St. George's Cathedral in Wiener Neustadt (Kathedrale St. Georg) is the cathedral of the Military Ordinariate of Austria and a minor basilica. It is located inside the castle, Burg Wiener Neustadt.

The church, begun in 1440 on the west side of the castle, was commissioned from the architect Peter von Pusica by Frederick III, Holy Roman Emperor. At the end of the work the church was dedicated to St. Mary and consecrated in 1460. In 1479 the Order of the Knights of St. George established their headquarters in Wiener Neustadt, and the patron of the church became Saint George. After the abolition of this chivalric order in 1600, the church was entrusted first to the Cistercians and later the Piarists. In 1608 and 1616 two fires damaged the castle and the church, which were repaired by initiative of Maximilian III.

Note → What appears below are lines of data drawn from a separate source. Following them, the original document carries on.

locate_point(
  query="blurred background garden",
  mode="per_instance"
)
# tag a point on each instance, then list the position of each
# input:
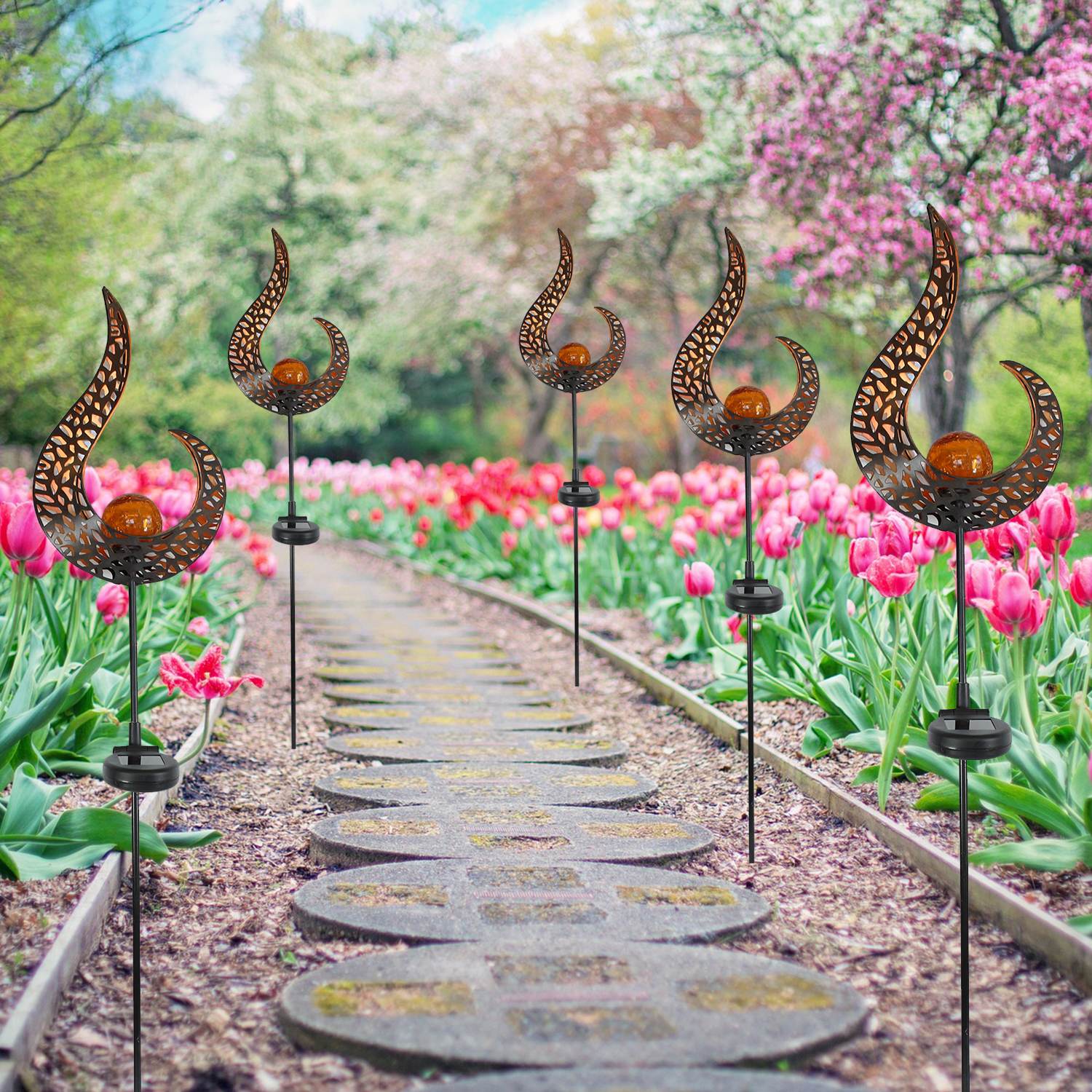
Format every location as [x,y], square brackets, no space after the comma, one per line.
[417,159]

With the foundation of the Theresian Military Academy on December 14, 1751, the church was closely tied to the fate of the castle as the headquarters of the military school. The castle and church were completely destroyed in bombing during the Second World War on March 12, 1945, but reconstruction began the following year, to be completed only in 1958.

Since 1963 the church has been home to the Military Ordinariate of Austria, as a result of which it was elevated to the status of cathedral. On 13 December 1967 it also became a minor basilica.